# Session 6 — Pipelines & Orchestration

Full vs Incremental loads, job scheduling, monitoring (Airflow concepts), parameterization, and Medallion architecture.


## Environment Setup

In [None]:
import sys, sqlite3, pandas as pd, numpy as np, matplotlib.pyplot as plt
from pathlib import Path
print(sys.version)
import seaborn as sns; sns.set_theme()
DB_PATH = Path('course.db')
conn = sqlite3.connect(DB_PATH)
conn.execute('PRAGMA foreign_keys=ON;')
print('SQLite ready at', DB_PATH.resolve())
def run_sql(q, params=None):
    params = params or {}
    df = pd.read_sql_query(q, conn, params=params)
    display(df)
    return df

## Full Load vs Incremental Loads

**Full Load** copies the entire source into the destination each run.  
**Incremental Load** copies only **new or changed** records since the last run.

![Full vs Incremental](/mnt/data/images/full_vs_incremental.png)

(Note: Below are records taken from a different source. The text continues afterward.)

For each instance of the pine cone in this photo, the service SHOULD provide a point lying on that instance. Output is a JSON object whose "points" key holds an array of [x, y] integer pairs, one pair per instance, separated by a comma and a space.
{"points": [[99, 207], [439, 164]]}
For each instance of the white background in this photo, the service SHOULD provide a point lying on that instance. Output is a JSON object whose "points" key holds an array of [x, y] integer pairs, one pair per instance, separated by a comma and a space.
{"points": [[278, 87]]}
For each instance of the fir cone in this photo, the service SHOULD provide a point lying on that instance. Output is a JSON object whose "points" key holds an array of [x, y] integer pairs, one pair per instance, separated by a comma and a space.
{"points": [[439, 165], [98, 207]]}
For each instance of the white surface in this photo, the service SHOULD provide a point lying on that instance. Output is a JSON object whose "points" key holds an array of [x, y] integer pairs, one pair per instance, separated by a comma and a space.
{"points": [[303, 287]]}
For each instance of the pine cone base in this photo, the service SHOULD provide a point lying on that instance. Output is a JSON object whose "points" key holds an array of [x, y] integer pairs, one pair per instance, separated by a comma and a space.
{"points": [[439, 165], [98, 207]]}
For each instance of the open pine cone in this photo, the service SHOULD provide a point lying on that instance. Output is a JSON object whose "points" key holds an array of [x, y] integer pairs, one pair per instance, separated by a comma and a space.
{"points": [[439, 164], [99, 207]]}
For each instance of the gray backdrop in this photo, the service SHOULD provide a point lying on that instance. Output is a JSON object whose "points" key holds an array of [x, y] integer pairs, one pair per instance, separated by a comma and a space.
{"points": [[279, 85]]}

**Why it matters:** Incrementals reduce compute, bandwidth, and downtime; full loads are simpler and good for initial backfills or small tables.

In [None]:
# Demo: emulate a source table with change tracking (updated_at)
conn.executescript('''
DROP TABLE IF EXISTS src_customers;
DROP TABLE IF EXISTS dw_customers;

CREATE TABLE src_customers(
  id INTEGER PRIMARY KEY, name TEXT, city TEXT, updated_at TEXT
);
INSERT INTO src_customers VALUES
 (1,'Aria','Austin','2024-10-01'),
 (2,'Ben','Berlin','2024-10-01'),
 (3,'Chloe','Chicago','2024-10-01');

CREATE TABLE dw_customers(
  id INTEGER PRIMARY KEY, name TEXT, city TEXT, updated_at TEXT
);
'''); conn.commit()

print("FULL LOAD #1 → copy all rows")
conn.executescript("INSERT INTO dw_customers SELECT * FROM src_customers;"); conn.commit()
print("DW after full load:"); 
_ = pd.read_sql_query("SELECT * FROM dw_customers", conn); display(_)

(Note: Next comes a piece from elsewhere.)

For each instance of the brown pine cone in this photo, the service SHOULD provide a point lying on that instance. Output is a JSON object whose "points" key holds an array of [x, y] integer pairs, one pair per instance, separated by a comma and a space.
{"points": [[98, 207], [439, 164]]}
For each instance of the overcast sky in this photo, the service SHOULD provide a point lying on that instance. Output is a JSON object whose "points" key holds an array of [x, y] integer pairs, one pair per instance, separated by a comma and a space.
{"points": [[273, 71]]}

print("Simulate changes at source (1 update, 1 insert)")
conn.executescript('''
UPDATE src_customers SET city='Aurora', updated_at='2024-10-05' WHERE id=3;
INSERT INTO src_customers VALUES (4,'Dai','Denver','2024-10-05');
'''); conn.commit()

print("INCREMENTAL LOAD using updated_at watermark")
last_watermark = pd.read_sql_query("SELECT MAX(updated_at) AS wm FROM dw_customers;", conn).iloc[0]['wm']
print("Last watermark:", last_watermark)
changed = pd.read_sql_query("SELECT * FROM src_customers WHERE updated_at > ?", conn, params=[last_watermark])
display(changed)

# Upsert (SQLite: replace strategy via INSERT OR REPLACE)
conn.executemany("INSERT OR REPLACE INTO dw_customers(id,name,city,updated_at) VALUES (?,?,?,?)", changed.values.tolist())
conn.commit()

print("DW after incremental:")
display(pd.read_sql_query("SELECT * FROM dw_customers ORDER BY id", conn))

## Job Scheduling

Schedulers coordinate when pipelines run.
![Scheduling](/mnt/data/images/job_scheduling.png)

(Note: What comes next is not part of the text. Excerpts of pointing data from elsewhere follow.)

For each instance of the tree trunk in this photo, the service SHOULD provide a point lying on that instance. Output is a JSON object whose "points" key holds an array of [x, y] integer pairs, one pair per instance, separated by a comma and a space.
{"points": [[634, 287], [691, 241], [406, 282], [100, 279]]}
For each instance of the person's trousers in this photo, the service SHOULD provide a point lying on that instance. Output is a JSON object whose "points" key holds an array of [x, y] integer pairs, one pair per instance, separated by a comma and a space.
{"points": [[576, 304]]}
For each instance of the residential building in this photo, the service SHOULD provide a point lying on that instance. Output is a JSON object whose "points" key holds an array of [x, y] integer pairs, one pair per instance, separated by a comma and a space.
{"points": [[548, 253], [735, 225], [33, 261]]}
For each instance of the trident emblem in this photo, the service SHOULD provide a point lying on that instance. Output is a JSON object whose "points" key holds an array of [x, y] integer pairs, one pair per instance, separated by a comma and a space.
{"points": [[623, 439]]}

**Common options:** cron, Airflow, Prefect, Dagster, dbt Cloud.  
Below are **cron** and an **Airflow-style DAG** (illustrative).

In [None]:
# Example: a cron entry (documentation-only string)
cron_example = """
# Run incremental load at 2:05 AM daily
5 2 * * * /usr/bin/python3 /opt/pipelines/incremental_load.py >> /var/log/pipeline.log 2>&1
"""
print(cron_example)

In [None]:
# Airflow DAG pseudo-example (doesn't execute here, for reference)
airflow_dag = '''from airflow import DAG
from airflow.operators.python import PythonOperator
from datetime import datetime

def full_load(**context):
    # call your SQL scripts / Python to do initial full load
    pass

def incremental_load(**context):
    # pull last watermark, extract changes, upsert
    pass

with DAG(
    dag_id="customers_etl",
    start_date=datetime(2024,10,1),
    schedule_interval="@daily",
    catchup=False,
    default_args={"retries": 1},
) as dag:
    t1 = PythonOperator(task_id="full_load", python_callable=full_load)
    t2 = PythonOperator(task_id="incremental_load", python_callable=incremental_load)
    t1 >> t2
'''
print(airflow_dag)

## Monitoring & Observability

What to track: **task success/failure, duration, data volumes, row counts, anomalies, alerts**.  
![Monitoring](/mnt/data/images/monitoring.png)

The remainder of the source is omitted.